Delayed ischaemic preconditioning in the presence of galectin‐9 protects against renal ischaemic injury through a regulatory T‐cell dependent mechanism

Aim Renal ischaemia/reperfusion injury (IRI) is a complication of major surgeries. Regulatory T cells (Tregs) can suppress immunologic damage in the renal IR. Previous studies indicated that delayed ischaemic preconditioning (IPC) partially attenuates IR by inducing Treg expansion. Galectin‐9 also attenuates inflammation‐related organ injury by expanding Tregs, but it was not used in renal IR yet. Our aim was to test whether IPC combined with galectin‐9 has an increased renoprotective effect.
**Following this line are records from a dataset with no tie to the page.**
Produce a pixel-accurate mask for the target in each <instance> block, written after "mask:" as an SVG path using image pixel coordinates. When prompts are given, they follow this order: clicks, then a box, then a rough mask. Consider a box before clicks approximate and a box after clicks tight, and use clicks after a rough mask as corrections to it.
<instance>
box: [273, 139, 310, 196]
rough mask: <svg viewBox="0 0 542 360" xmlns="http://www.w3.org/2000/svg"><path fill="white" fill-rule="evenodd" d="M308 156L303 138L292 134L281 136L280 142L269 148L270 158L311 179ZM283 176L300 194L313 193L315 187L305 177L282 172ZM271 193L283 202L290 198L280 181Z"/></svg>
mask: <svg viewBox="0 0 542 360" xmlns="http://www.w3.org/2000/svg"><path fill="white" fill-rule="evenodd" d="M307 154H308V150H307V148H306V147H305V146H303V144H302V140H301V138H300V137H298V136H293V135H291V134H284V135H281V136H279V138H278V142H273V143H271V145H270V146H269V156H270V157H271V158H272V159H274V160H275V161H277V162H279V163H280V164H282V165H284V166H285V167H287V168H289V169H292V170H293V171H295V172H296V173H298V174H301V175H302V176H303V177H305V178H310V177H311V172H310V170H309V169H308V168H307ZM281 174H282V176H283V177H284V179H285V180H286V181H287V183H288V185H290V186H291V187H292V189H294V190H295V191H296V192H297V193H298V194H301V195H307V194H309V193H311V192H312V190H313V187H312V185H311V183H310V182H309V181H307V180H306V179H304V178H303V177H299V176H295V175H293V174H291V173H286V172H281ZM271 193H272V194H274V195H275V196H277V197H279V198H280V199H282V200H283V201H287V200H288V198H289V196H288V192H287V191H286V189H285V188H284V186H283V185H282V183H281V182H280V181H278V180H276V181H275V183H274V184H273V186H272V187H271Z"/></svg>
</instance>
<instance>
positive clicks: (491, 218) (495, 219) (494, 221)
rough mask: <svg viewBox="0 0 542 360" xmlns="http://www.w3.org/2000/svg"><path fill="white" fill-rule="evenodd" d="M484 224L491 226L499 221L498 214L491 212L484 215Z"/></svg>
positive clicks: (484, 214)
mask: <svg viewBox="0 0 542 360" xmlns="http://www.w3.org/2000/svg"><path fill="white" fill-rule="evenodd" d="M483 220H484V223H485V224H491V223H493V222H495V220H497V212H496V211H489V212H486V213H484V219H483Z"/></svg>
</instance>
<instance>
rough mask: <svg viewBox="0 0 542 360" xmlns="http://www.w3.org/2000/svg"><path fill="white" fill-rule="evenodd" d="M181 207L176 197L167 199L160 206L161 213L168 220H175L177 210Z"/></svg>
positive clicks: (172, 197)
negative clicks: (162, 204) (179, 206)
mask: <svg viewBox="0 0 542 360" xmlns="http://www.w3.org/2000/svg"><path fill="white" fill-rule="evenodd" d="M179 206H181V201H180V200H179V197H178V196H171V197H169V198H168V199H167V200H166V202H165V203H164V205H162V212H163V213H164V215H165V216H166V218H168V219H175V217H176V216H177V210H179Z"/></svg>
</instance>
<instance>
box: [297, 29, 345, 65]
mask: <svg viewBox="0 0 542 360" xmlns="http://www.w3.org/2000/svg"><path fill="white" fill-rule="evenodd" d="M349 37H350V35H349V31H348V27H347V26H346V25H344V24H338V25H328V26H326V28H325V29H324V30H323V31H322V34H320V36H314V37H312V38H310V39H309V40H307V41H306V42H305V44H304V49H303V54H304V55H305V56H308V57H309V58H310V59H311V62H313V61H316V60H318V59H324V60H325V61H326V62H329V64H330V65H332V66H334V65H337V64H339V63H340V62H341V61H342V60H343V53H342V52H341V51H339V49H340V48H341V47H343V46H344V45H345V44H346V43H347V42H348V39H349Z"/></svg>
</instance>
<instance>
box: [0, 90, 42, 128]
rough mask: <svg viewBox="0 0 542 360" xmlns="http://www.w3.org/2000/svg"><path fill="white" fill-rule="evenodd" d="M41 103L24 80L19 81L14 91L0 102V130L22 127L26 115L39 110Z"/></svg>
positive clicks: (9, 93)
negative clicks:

Methods Mice were divided into five treatment groups ( n =  6 per group): (i) IR group: renal ischaemia/reperfusion group; (ii) IPC‐IR group: IPC followed by renal IR; (iii) IPC‐Gal9‐IR group: Gal‐9 injections during the time between IPC and IR; (iv) IPC‐Gal9‐PC61‐IR group: anti‐CD25 antibody administration apart from IPC, Gal‐9 and IR; (v) sham‐sham group. We assessed the renal function, histopathological scores, and percentages of Tregs and interferon‐γ (IFN‐γ) cells in peripheral bood, spleen, and kidney and compared these values among the different groups. Results Serum creatinine measured was significantly lower after IPC and even lower in combination with Gal‐9 injection. The histopathological scores for tubulo‐interstitial injury were decreased following IPC and markedly lower after the addition of Gal‐9. The number of kidney infiltrating neutrophils and IFN‐γ secreting CD4+ T cells was diminished in the IPC/Gal9 combination group, while the percentage of Treg cells in the peripheral blood, spleen, and kidney of animals from the IPC‐Gal9‐IR group was also markedly increased. Conclusion The renoprotective effect of delayed IPC combined with galectin‐9 was superior to IPC alone, through a mechanism related to expansion of regulatory T cells.